武媚娘(ぶ・びじょう)の窮地と李忠の誓い
宮廷内外で武媚娘(ぶ・びじょう)は「妖婦」と呼ばれ、悪い噂が広まっている。王仁佑は、これは王皇后が武媚娘(ぶ・びじょう)を完全に排除する絶好の機会だと考える。しかし、媚娘(びじょう)の心にあるのは、立政殿に移された李忠への切なる願いだった。どこにいても、実母である劉氏のことを忘れないでほしいと繰り返し言い聞かせたのだ。劉氏の位牌の前で跪く李忠は、劉氏が陰謀によって殺されたことを知っている。そして、その黒幕が王皇后と武媚娘(ぶ・びじょう)であることも。彼は、自分が皇帝になったら必ず母の仇を討つと誓う。
媚娘(びじょう)の誓いと変化
全ては高陽公主の思惑通りに進んでいるようだ。彼女は呉王(ごおう)が必ず仮乱を起こすと確信している。もし自分が天子だったら、辯機(べんき)との仲を裂かれることなどなかっただろうと、彼女はよく考える。劉氏の願いを葉えられなかった媚娘(びじょう)は、深い罪悪感に苛まれている。

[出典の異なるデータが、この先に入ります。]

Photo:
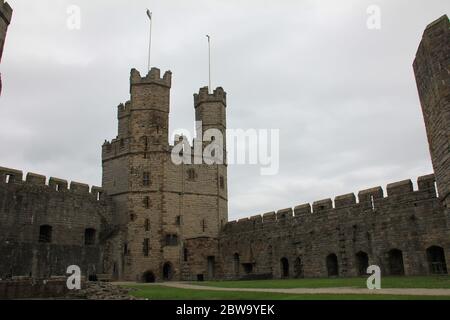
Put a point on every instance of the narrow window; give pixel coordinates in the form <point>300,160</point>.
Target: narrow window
<point>171,240</point>
<point>203,225</point>
<point>146,179</point>
<point>45,234</point>
<point>146,248</point>
<point>89,237</point>
<point>146,202</point>
<point>9,178</point>
<point>191,174</point>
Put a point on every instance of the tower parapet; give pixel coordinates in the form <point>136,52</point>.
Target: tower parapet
<point>152,77</point>
<point>219,95</point>
<point>5,20</point>
<point>431,68</point>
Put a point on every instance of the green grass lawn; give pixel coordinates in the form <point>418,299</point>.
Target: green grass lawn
<point>431,282</point>
<point>166,293</point>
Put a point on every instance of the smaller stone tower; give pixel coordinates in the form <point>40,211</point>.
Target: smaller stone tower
<point>5,20</point>
<point>432,70</point>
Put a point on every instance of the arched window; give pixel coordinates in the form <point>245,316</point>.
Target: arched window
<point>167,271</point>
<point>89,237</point>
<point>45,234</point>
<point>284,263</point>
<point>236,263</point>
<point>436,260</point>
<point>332,265</point>
<point>298,268</point>
<point>362,263</point>
<point>395,260</point>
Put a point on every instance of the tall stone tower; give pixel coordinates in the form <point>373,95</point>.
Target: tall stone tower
<point>432,70</point>
<point>170,214</point>
<point>5,20</point>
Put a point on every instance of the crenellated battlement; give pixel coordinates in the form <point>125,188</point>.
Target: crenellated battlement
<point>123,109</point>
<point>115,148</point>
<point>5,11</point>
<point>219,95</point>
<point>152,77</point>
<point>368,199</point>
<point>15,177</point>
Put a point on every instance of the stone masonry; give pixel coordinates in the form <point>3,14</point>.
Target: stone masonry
<point>5,20</point>
<point>153,220</point>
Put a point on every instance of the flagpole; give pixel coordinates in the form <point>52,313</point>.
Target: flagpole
<point>149,14</point>
<point>209,62</point>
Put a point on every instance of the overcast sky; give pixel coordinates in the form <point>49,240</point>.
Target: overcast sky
<point>343,96</point>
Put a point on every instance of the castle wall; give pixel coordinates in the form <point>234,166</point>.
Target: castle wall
<point>162,205</point>
<point>27,205</point>
<point>407,220</point>
<point>432,70</point>
<point>5,20</point>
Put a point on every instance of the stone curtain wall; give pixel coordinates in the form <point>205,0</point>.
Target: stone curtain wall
<point>406,220</point>
<point>432,70</point>
<point>5,20</point>
<point>26,206</point>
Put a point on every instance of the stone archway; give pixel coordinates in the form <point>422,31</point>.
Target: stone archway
<point>148,277</point>
<point>436,260</point>
<point>332,265</point>
<point>298,268</point>
<point>167,271</point>
<point>395,260</point>
<point>284,264</point>
<point>362,263</point>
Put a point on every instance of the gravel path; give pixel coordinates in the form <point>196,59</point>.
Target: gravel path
<point>402,292</point>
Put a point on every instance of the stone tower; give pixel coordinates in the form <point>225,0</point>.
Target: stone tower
<point>432,70</point>
<point>5,20</point>
<point>168,212</point>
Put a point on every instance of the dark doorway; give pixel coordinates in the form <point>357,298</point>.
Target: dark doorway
<point>284,263</point>
<point>436,260</point>
<point>167,271</point>
<point>395,258</point>
<point>89,237</point>
<point>248,267</point>
<point>45,234</point>
<point>362,263</point>
<point>298,268</point>
<point>211,267</point>
<point>332,266</point>
<point>236,263</point>
<point>148,277</point>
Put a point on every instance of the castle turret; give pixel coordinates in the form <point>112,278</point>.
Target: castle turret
<point>432,70</point>
<point>210,109</point>
<point>5,20</point>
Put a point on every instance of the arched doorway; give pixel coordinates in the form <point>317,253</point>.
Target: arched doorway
<point>298,268</point>
<point>332,265</point>
<point>362,263</point>
<point>148,277</point>
<point>284,264</point>
<point>395,259</point>
<point>236,263</point>
<point>167,271</point>
<point>436,260</point>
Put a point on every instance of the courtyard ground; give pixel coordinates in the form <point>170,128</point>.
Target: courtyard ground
<point>393,288</point>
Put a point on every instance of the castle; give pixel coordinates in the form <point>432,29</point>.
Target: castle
<point>153,220</point>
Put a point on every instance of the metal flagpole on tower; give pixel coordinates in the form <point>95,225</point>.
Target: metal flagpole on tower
<point>149,14</point>
<point>209,62</point>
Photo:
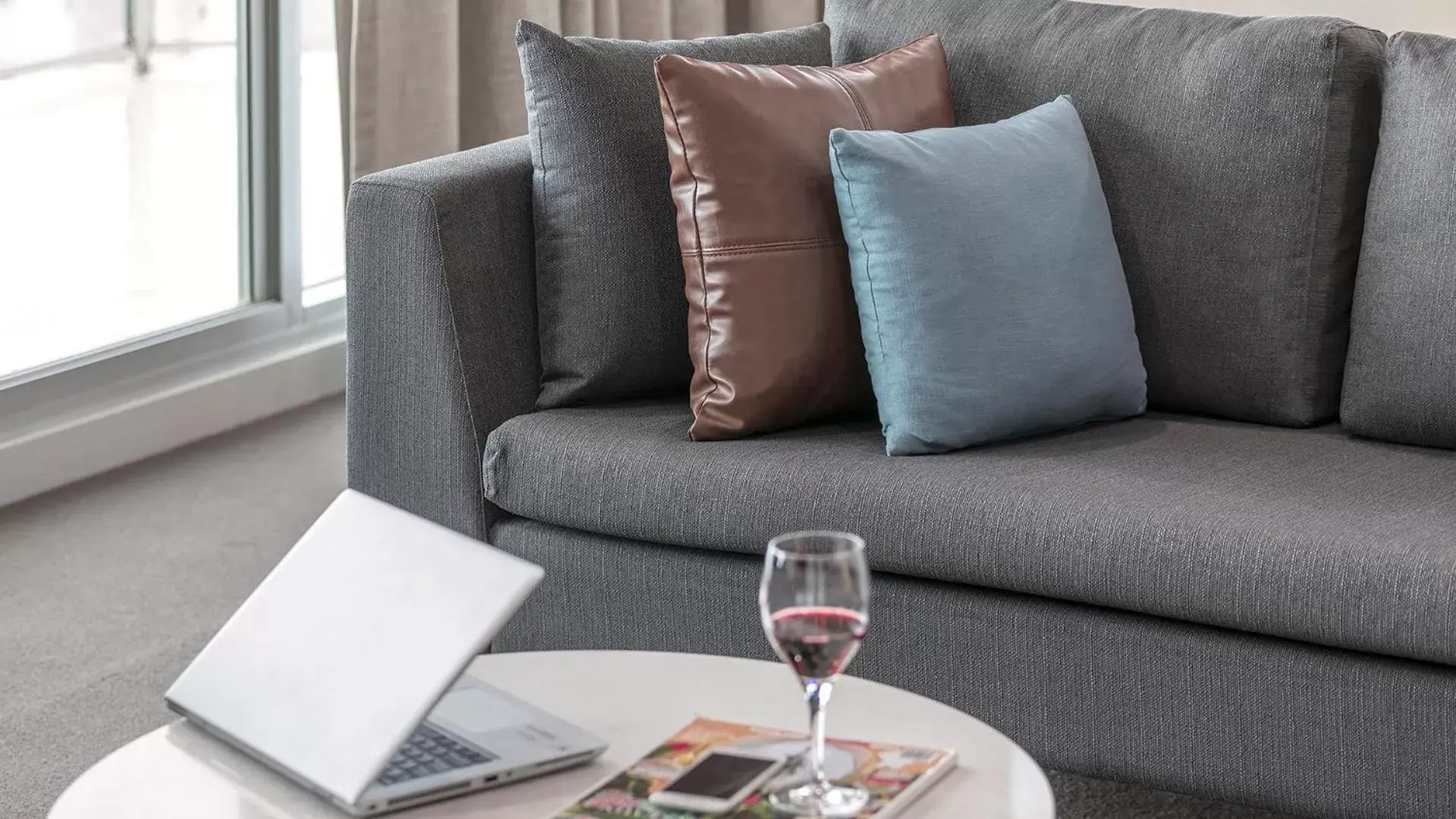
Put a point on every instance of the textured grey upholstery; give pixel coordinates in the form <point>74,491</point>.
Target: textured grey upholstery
<point>1316,732</point>
<point>1235,155</point>
<point>1305,534</point>
<point>1401,375</point>
<point>613,319</point>
<point>442,326</point>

劉氏は自分のために犠牲になったというのに、媚娘(びじょう)は王皇后を倒すどころか、李忠までも他人の子として育てられることになってしまった。だからこそ、彼女は王皇后を倒し、李忠を取り戻すと誓う。
皇帝の疑問と真実の露呈
皇帝は困惑している。劉氏が王皇后を責め立てた場面に、まるで仕組まれたかのように遭遇したのだ。媚娘(びじょう)はそれを認めるが、誰が毒を盛ったのかは明かさなかった。劉氏にとって、もはや真実を明らかにする意味はないからだ。この権力闘争において、自分は取るに足らない駒でしかないことを劉氏は自覚しており、自分のせいで皇帝を煩わせたくないと考えている。
複雑に絡み合う感情と不確かな未来
皇帝には理解できない。復讐を望んでいたのは劉氏なのか、それとも媚娘(びじょう)なのか。媚娘(びじょう)が王皇后に対抗するのは、自分への愛ゆえなのか、それとも別の理由があるのか。媚娘(びじょう)がそう言うのであれば、皇帝は彼女のためにどんな障害も取り除こうとする。しかし、媚娘の心にはもはや自分の居場所はないことを、皇帝は知っている。媚娘が宮廷に残っている唯一の理由は、子の仇を討つためなのだ。昨夜、承慶殿(しょうけいでん)で皇帝は媚娘に誰といたのかと問いただした。媚娘は、後ろ姿を見て先帝だと勘違いしただけだと説明する。真実を知った皇帝は、深い落胆を味わう。
新たな命と権力争い
動揺した媚娘は突然倒れ、太医の診断で妊娠が発覚する。蕭淑妃(しょう・しゅくひ)が再び寵愛を得た矢先に、媚娘の懐妊が明らかになったのだ。彼女は素節(そせつ)に、言うことを聞いてしっかり勉強するように言い聞かせ、失ったもの全てを取り戻すと約束する。蕭淑妃(しょう・しゅくひ)は、宮廷には媚娘の子の誕生を望まない者が他にもいることに気付く。そして、王皇后に緊急謁見を求め、媚娘が皇子を産めば太子に影響が出ないかと懸念し、術師を呼んで阻止することを提案する。
李忠の太子冊立と朝廷の論争
ついに皇帝は李忠を皇太子に正式に冊立しました。大臣たちは、数年前の予言を持ち出し、武氏を宮廷から追放するように皇帝に進言します。しかし、皇帝はこれらの告発が根拠のないものであることを理解しています。彼は周囲の評価に惑わされることなく、媚娘を信じることを選びました。